The first stage win by a New Zealander in the Tour de France came in a team time trial. Although Chris Jenner didn’t finish with the core of his Credit Agricole team, he shared in the stage win and got to stand on the podium. (In 2011 Julian Dean achieved the same thing with his Garmin-Cervélo team.)

Few New Zealand riders have completed the world’s greatest cycle race. The first was Harry Watson, who in 1928 was part of a four-man ‘down-under’ team. The team was supposed to have 10 riders, but their six European teammates failed to show up – a major handicap in a tour with 15 stages of more than 380 km. Watson still managed an impressive 28th overall.

Our highest-placed Tour rider ever was Tino Tabak, who finished 18th overall in 1972. Eric McKenzie completed four Tours in the early 1980s, finishing third in one stage. Nathan Dahlberg (1988), Stephen Swart (1994, 1995), Hayden Roulston (2009), Julian Dean (2004, 2006 to 2011 inclusive) and Greg Henderson (2012, 2013) and Jack Bauer (2014) are the other New Zealand finishers. In 2009 New Zealand had two riders in the Tour peloton for the first time, Dean and Roulston. The latter finished third in stage 14.

Julian Dean gained a reputation as one of the best lead-out men in the world, helping set up his team’s fastest rider as they reach speeds of up to 80 km/hr before crossing the finishing line in frantic and dangerous sprints. In 2009 he joined the Garmin-Slipstream (now Garmin-Cervélo) team working for the young American sprinter Tyler Farrar. With Farrar abandoning the 2010 Tour de France because of injury, Dean achieved two second places (stages 4 and 18) and a third (final stage on the Champs-Élysées in Paris) – the best individual stage results ever by a New Zealand rider at the Tour. Dean retired from competitive cycling in early 2013.

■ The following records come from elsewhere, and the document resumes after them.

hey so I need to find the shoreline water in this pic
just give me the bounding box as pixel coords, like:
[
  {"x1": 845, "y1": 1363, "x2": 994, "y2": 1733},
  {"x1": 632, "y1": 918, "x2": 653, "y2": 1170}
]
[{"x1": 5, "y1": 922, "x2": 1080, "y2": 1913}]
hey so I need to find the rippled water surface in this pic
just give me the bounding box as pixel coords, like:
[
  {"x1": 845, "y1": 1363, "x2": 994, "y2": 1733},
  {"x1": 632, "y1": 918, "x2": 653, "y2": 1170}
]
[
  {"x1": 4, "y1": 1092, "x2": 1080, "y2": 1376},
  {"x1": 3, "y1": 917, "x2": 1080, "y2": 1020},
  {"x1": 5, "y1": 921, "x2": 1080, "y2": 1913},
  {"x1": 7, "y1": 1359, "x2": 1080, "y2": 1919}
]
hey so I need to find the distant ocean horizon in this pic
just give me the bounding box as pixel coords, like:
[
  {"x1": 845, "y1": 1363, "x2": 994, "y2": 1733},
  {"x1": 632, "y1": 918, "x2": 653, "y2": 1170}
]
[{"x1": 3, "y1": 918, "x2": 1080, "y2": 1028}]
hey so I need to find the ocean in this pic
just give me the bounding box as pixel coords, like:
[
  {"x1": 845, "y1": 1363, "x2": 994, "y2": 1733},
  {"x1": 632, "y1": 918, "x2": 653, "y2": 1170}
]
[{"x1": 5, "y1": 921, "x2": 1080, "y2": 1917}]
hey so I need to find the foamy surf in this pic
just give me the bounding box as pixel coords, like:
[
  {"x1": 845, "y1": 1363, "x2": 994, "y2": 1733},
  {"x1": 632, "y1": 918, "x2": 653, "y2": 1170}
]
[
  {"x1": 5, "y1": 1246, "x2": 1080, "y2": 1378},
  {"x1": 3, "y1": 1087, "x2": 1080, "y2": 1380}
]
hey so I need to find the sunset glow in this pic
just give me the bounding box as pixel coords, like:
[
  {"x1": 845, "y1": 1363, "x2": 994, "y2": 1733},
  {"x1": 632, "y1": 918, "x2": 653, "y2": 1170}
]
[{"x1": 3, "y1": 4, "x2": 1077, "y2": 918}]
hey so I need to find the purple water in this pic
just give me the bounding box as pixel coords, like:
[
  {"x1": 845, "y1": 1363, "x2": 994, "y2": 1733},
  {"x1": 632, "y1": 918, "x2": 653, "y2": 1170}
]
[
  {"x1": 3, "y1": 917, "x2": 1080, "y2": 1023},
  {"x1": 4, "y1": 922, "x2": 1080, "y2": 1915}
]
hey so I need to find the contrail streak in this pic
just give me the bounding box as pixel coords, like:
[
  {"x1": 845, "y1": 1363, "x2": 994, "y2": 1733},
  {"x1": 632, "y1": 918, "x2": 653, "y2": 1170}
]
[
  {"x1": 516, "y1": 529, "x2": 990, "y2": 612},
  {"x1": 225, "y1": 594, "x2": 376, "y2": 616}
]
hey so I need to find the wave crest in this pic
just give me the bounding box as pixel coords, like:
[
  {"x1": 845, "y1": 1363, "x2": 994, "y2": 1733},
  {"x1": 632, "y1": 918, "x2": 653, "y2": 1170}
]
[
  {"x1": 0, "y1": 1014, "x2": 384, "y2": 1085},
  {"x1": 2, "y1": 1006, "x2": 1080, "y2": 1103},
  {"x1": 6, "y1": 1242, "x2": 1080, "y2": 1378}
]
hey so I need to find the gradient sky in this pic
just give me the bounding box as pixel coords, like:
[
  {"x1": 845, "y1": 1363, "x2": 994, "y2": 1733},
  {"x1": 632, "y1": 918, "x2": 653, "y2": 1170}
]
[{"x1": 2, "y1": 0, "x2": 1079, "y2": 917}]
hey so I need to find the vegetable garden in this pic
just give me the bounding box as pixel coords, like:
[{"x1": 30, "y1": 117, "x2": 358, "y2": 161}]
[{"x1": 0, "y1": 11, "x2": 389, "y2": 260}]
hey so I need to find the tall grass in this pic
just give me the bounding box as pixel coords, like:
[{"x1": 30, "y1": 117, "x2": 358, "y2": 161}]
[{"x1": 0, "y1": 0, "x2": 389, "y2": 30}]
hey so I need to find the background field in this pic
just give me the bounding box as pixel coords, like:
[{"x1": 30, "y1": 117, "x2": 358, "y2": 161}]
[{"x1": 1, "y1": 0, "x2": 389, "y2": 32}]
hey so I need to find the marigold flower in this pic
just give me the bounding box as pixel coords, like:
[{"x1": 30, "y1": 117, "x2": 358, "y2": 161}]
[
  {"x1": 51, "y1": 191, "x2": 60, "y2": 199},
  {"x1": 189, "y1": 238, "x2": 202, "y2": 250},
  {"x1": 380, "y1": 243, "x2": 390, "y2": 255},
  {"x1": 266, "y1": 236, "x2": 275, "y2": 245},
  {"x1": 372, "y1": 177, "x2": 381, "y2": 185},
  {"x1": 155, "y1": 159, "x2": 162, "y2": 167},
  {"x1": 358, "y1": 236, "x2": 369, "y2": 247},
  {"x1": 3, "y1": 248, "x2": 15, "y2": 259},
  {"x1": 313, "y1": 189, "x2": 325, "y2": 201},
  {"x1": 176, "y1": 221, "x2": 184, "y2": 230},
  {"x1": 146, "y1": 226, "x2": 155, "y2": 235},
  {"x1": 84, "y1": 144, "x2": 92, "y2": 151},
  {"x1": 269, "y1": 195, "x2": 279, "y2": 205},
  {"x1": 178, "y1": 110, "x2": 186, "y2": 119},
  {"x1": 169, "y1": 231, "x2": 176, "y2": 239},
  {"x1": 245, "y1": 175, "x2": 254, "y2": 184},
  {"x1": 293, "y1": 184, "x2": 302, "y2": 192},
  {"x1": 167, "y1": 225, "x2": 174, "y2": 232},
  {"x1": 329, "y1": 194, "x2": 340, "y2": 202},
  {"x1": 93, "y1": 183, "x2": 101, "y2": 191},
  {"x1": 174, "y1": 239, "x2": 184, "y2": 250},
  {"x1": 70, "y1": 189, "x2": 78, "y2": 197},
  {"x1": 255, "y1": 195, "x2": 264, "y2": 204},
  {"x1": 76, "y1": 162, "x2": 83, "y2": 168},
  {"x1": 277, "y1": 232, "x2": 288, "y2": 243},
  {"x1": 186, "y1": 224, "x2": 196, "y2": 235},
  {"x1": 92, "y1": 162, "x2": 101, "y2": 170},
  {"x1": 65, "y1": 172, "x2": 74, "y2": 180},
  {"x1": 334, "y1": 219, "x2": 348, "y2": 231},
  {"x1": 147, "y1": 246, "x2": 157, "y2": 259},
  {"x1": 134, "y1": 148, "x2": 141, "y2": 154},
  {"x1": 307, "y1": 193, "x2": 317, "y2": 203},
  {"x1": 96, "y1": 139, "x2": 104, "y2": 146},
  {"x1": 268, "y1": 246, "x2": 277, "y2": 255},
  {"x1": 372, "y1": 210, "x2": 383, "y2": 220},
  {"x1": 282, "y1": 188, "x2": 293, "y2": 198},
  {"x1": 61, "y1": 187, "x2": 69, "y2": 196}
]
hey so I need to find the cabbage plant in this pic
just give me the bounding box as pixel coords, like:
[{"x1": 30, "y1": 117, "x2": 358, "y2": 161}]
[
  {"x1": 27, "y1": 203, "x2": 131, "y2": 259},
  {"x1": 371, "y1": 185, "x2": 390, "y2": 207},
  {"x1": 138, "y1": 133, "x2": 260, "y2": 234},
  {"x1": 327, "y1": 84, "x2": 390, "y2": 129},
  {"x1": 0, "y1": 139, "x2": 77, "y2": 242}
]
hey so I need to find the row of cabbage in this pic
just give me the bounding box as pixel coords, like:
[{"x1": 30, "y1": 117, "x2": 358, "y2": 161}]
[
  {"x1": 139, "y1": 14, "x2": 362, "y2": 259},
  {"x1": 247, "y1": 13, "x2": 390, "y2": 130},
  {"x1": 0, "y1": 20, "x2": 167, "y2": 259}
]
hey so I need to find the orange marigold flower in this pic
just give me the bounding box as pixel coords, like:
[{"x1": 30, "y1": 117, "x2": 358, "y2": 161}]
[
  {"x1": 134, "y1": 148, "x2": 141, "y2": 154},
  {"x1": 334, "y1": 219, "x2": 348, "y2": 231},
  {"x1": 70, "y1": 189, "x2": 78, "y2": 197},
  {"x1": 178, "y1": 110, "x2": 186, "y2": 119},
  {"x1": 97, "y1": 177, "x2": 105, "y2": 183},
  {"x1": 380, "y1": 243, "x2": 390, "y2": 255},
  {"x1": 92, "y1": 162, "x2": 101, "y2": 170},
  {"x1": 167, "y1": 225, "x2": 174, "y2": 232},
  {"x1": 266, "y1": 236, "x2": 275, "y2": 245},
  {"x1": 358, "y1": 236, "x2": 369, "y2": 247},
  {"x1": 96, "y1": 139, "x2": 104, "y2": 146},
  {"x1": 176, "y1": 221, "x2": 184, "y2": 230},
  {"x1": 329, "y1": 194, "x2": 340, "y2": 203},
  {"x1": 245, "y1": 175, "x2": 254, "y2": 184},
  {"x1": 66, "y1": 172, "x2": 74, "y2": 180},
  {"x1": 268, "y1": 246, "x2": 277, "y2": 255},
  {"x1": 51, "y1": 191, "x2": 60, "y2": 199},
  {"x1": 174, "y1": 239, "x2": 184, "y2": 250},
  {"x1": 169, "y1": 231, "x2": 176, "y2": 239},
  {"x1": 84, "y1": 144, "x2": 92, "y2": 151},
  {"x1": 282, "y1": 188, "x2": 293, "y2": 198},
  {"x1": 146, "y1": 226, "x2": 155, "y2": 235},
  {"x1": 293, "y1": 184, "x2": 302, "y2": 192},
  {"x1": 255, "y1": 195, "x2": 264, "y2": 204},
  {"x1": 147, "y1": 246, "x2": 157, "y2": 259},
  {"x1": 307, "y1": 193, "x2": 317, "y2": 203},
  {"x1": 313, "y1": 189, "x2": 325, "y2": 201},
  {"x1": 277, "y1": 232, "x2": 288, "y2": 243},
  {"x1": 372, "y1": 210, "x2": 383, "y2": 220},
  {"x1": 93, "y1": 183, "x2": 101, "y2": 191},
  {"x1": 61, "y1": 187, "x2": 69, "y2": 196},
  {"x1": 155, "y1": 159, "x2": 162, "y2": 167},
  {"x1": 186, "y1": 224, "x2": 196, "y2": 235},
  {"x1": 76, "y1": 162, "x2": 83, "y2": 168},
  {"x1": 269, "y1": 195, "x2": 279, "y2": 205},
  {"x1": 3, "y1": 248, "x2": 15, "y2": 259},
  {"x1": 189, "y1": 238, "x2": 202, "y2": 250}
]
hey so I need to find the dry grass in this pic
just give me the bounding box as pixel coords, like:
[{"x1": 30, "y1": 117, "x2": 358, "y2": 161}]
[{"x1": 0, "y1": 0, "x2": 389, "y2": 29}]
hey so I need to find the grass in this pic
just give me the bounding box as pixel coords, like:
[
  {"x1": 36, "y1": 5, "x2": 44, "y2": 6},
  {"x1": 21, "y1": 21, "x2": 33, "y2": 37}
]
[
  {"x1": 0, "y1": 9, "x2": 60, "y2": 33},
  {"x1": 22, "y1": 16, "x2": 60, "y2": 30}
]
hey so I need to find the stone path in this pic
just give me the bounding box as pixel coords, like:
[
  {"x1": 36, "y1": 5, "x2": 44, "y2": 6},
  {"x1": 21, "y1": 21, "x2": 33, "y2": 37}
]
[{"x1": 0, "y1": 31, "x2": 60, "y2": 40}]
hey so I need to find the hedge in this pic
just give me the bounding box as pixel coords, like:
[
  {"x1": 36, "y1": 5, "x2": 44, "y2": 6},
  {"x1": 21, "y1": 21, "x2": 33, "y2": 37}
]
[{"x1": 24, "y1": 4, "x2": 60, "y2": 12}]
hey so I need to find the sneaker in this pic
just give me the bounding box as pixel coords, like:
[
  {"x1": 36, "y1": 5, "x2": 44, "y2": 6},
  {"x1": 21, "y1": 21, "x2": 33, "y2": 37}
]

In 2014 Jack Bauer came agonisingly close to winning Stage 15 of the Tour from Tallard to Nimes. After breaking away with Swiss Martin Elmiger at the start of the 222-km stage, he seemed to have victory in his grasp until he was swamped by the peloton just 50 m from the finish line.

Chris Jenner retired from professional racing in 2004. Apart from his Tour stage, he won the overall Le Télégramme in 2002, two stages and the overall Tour of Wellington in 2001, and stages in the Tour de l’Ain and the Tour de l’Avenir in 1999.